Die Dialoge in „Tatort: Machtlos“ wirken irgendwie so abgehackt und hölzern, so politisch korrekt. Oft stehen Ritter und Stark einfach nur da und schauen sich hilflos an. Nicht weil sie der eigentlich menschlich zutiefst bewegende Kriminalfall so hilflos macht, sondern die Erstarrung beruht wohl eher auf der Verwunderung über die Geschichte, das Drehbuch, die Regie. Nur einmal kommt so etwas wie Lebendigkeit, wie Authentizität, wie ein echtes Gefühl auf: Wenn die Mutter des entführten und scheinbar gegen das Verdursten kämpfenden Kindes dem im Verhörraum nach einem Glas Wasser greifenden Entführer „Wagen Sie es nicht, vor mir zu trinken“ entgegenfaucht. Das ist meiner Ansicht nach der einzige wahrhaftige und spannende Moment in 90 Minuten.

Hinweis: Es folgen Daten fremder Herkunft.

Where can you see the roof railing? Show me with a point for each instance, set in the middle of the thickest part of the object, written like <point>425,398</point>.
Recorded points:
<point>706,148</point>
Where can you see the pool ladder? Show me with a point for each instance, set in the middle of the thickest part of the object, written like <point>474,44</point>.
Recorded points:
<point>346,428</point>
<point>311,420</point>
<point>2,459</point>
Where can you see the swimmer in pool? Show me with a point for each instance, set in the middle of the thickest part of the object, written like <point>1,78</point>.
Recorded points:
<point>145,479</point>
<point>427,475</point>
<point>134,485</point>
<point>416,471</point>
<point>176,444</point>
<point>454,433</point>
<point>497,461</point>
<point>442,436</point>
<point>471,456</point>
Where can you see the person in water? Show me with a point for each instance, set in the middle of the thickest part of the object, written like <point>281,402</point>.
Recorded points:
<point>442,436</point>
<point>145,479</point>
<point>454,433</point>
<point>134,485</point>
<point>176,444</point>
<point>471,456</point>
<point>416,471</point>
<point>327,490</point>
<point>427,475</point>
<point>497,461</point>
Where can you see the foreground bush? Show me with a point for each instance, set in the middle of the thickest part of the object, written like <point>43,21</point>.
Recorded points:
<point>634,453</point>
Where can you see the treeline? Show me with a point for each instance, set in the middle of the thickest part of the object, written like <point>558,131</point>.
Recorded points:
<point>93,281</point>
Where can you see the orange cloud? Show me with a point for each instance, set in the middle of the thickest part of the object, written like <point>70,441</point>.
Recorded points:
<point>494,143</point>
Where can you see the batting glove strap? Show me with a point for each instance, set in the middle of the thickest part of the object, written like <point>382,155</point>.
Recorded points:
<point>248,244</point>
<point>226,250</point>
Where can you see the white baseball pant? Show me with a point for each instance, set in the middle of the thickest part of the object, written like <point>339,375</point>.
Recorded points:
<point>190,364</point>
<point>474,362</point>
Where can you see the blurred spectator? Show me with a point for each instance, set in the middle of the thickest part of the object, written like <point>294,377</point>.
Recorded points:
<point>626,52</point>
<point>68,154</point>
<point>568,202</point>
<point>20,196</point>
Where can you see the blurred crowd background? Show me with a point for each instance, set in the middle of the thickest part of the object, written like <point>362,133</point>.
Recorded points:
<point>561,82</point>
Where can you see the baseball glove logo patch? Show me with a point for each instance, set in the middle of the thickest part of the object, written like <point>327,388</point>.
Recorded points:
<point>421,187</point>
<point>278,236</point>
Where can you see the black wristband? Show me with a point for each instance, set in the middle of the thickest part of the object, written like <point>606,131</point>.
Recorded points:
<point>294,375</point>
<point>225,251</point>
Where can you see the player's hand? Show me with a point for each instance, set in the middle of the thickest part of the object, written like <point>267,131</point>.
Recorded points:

Zum Schluss noch ein persönliches Geständnis: Während des Verhörs dachte ich die ganze Zeit an Magnus Gäfgen. Der hatte 2002 den elfjährigen Bankierssohn Jakob von Metzler entführt und ermordet. Die Leiche konnte die Polizei nur finden, weil der damalige Frankfurter Polizeivizepräsident Wolfgang Daschner und sein Kriminalhauptkommissar Ortwin Ennigkeit den Entführer mit folterähnlichen Maßnahmen gedroht haben sollen. Daschner und Ennigkeit erhielten eine Strafe, der eiskalte Mörder Gäfgen, der immer noch im Gefängnis sitzt, eine Entschädigung. Ich bin gegen jede Folter, egal ob in den Kerkern in Nordkorea, in den Gefängnissen in China und Iran oder im US-Internierungslager in der Guantanamo-Bucht auf Kuba. Aber ich hätte mir gewünscht, dass Ritter und Stark wenigstens einmal so etwas Eigenmächtiges wie im Gäfgen-Fall in Erwägung gezogen hätten.

Es hätte den holzschnitthaft gezeichneten „Tatort“-Figuren etwas Menschlichkeit und Wirklichkeit gegeben. Für Daschner und Ennigkeit hätte ich den Daumen nach oben gezeigt, für diesen „Tatort“ gibt es leider nur den gesenkten Daumen. Ein verschenkter Abend.